Aloha Roast Pork
3-4 pounds pork butt/shoulder
1 onion, sliced
1 slice ginger
2 cloves garlic, minced
3 Tablespoons brown sugar
2 teaspoons cumin
2 teaspoons chili powder
1 teaspoon salt
fresh ground pepper
11 oz coconut water
Juice of half an orange
On the bottom of a crock pot, layer the sliced onion and add the ginger. Place the pork on top.
In a small bowl combine the minced garlic, brown sugar, cumin, chili powder, garlic powder, salt and pepper. Rub into the pork.
Pour in the coconut water and orange juice.
Set the crock pot on low for 6-8 hours until the pork is cooked through and falls to pieces.
Chocolate Pumpkin Mochi Cake
1 pound (16 oz box) mochiko
2 cups sugar
2 teaspoons baking powder
pinch of salt
1 cup (2 sticks) unsalted butter, melted
1 (12 ounce) can evaporated milk
1 teaspoon vanilla
3/4 cup pumpkin
1/4 cup Cocoa Powder
1/2 cup chocolate chips
Preheat the oven to 350 degrees. Prep a pan with buttered parchment. (This isn’t necessary unless you want to lift it out to cut.
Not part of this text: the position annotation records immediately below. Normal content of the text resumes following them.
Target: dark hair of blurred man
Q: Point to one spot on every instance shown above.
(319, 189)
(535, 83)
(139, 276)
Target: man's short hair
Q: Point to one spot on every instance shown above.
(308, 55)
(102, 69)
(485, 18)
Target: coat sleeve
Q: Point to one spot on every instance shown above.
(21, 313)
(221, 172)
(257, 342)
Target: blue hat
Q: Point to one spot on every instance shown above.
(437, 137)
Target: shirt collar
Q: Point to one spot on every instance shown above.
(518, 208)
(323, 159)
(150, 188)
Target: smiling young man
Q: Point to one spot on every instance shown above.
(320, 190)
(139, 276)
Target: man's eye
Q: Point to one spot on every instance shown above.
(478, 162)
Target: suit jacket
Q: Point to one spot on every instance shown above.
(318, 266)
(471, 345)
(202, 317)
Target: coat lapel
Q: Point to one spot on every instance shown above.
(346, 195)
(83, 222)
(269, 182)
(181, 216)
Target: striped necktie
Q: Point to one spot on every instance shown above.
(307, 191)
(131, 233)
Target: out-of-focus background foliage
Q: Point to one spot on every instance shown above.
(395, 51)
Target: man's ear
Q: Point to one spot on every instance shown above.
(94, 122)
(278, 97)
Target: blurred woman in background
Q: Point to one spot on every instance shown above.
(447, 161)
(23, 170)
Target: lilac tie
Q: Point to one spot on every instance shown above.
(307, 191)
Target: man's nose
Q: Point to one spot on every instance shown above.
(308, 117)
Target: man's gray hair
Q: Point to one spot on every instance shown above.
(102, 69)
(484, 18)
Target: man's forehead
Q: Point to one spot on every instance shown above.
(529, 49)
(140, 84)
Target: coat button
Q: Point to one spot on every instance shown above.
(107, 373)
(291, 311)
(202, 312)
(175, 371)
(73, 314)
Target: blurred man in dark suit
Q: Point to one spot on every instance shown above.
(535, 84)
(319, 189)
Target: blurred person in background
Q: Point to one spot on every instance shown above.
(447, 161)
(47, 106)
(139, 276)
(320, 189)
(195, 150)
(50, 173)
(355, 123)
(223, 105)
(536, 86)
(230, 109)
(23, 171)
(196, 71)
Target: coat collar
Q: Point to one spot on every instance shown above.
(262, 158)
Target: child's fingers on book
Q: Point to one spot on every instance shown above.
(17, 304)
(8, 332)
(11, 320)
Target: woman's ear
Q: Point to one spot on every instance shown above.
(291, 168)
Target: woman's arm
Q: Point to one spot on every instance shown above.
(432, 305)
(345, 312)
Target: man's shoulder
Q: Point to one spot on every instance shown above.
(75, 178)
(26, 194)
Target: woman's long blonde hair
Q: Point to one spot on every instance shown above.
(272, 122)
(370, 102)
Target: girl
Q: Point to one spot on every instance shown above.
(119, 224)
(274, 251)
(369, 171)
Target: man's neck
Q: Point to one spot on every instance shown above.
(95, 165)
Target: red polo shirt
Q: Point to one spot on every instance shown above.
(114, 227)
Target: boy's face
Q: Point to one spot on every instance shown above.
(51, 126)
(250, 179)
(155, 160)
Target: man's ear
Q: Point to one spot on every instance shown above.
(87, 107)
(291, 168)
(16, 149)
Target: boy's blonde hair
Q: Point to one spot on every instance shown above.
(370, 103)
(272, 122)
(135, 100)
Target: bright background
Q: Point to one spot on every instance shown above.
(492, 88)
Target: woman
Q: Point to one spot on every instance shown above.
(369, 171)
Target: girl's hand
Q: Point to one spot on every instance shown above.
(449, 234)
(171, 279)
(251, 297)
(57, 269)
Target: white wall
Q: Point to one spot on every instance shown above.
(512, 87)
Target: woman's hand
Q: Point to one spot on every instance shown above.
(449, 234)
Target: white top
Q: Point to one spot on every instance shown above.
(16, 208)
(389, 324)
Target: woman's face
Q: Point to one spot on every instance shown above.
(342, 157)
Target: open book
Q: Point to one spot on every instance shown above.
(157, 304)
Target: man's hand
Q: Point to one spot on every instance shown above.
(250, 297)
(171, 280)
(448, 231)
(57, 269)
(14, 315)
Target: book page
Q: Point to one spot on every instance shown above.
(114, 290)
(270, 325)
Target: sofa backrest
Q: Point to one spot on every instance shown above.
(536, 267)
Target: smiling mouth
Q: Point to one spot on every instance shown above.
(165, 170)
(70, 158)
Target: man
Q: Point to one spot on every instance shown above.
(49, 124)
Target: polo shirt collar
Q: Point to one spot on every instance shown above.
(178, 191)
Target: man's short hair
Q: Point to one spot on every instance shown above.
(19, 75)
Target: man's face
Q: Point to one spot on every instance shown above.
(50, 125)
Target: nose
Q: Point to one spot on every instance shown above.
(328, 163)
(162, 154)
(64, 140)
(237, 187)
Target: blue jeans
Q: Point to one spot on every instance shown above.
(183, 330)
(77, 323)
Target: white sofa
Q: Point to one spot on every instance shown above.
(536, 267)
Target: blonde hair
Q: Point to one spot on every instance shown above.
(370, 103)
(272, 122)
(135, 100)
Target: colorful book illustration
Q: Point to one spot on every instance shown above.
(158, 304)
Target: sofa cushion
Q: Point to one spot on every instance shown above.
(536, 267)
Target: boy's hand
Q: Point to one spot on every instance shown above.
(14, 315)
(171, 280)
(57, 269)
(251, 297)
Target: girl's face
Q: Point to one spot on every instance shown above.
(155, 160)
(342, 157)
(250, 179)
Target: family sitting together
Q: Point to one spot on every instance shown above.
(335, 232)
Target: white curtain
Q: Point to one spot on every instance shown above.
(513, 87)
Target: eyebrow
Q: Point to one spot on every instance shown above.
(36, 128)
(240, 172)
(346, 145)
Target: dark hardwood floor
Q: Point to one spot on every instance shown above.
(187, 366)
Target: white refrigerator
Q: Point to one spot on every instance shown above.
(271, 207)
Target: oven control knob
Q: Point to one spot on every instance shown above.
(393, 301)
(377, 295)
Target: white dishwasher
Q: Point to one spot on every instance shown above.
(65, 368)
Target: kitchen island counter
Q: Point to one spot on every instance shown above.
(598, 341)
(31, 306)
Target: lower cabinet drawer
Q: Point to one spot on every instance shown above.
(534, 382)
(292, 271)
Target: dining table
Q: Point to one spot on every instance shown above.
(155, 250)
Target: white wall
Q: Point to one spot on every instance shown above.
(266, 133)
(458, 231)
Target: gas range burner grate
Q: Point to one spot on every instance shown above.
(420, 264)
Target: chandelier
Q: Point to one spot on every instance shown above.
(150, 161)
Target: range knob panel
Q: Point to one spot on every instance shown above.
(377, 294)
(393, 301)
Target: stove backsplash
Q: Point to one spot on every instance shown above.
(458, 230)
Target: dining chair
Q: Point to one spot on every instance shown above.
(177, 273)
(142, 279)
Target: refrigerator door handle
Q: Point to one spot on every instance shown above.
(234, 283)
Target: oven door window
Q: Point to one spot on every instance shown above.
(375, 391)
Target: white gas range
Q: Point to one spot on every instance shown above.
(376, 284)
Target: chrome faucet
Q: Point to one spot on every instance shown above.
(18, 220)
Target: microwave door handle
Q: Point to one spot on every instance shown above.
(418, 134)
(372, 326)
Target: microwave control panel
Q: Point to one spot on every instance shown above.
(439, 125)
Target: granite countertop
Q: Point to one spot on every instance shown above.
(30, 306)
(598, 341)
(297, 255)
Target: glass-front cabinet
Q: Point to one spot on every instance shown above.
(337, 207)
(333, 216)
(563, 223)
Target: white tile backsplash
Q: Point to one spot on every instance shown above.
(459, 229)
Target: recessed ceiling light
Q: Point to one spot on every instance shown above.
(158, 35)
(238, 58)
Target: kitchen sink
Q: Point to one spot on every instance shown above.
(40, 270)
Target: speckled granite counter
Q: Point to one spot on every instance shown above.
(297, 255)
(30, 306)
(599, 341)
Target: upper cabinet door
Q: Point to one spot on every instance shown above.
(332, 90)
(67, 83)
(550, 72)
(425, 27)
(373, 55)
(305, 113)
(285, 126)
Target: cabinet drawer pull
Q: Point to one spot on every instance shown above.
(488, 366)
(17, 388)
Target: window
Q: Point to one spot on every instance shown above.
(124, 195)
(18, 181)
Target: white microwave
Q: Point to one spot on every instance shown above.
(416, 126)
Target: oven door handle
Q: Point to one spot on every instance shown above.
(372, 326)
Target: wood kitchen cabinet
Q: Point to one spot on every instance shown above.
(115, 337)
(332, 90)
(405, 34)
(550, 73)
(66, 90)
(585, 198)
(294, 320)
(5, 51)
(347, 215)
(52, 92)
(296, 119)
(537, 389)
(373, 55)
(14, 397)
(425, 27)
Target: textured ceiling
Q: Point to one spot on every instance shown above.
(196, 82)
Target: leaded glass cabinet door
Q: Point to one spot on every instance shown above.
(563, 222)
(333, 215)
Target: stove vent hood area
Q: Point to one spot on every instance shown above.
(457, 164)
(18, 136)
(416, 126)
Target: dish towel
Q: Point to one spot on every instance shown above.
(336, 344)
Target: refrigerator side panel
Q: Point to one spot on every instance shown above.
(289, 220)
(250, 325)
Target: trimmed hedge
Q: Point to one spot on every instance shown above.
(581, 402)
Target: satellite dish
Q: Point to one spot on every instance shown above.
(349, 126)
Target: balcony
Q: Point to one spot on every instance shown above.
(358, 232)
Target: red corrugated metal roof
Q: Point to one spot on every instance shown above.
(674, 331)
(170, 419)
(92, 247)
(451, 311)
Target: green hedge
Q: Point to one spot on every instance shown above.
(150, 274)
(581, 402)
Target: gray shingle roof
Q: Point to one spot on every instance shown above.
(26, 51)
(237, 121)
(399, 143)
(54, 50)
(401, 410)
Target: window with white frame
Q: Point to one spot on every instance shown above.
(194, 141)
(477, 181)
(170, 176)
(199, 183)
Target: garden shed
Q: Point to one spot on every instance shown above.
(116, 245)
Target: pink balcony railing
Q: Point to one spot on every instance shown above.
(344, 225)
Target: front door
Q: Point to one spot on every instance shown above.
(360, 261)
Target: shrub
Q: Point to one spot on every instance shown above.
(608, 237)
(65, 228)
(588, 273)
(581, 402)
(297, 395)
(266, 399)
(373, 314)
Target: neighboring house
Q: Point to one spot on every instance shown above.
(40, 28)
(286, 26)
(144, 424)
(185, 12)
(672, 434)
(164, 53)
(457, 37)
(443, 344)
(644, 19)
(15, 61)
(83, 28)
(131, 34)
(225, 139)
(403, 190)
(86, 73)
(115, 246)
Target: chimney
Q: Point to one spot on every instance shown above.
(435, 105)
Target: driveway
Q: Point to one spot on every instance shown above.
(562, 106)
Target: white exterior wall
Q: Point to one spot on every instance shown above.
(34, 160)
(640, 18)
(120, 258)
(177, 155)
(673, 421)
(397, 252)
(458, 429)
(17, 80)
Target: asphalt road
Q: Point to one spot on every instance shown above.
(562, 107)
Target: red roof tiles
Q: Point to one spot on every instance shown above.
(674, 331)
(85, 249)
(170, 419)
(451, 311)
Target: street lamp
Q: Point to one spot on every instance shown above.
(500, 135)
Otherwise the batter can be poured right into the non-stick pan.)
In a bowl whisk together the mochiko, sugar, baking powder and salt.
Add the butter, evaporated milk, eggs and vanilla and stir well.
Pour 1/3 of the batter into a separate small bowl and add the 3/4 cup of pumpkin and stir until combined.
To the rest of the batter in the larger bowl, stir in the cocoa powder and the chocolate chips.
Pour all but 1 cup of the chocolate batter into the pan. Spread evenly.
Add the pumpkin mixture on top of the chocolate batter, spreading evenly over the top.
Drop the remaining one cup of the chocolate mixture by spoonfuls on top of the pumpkin batter. To make the swirls use a butter knife and make figure 8s, swirling the pumpkin and spoonfuls of chocolate together.
Bake for 40-45 minutes depending on your oven, until done and tested with a toothpick. Let cool and cut into squares.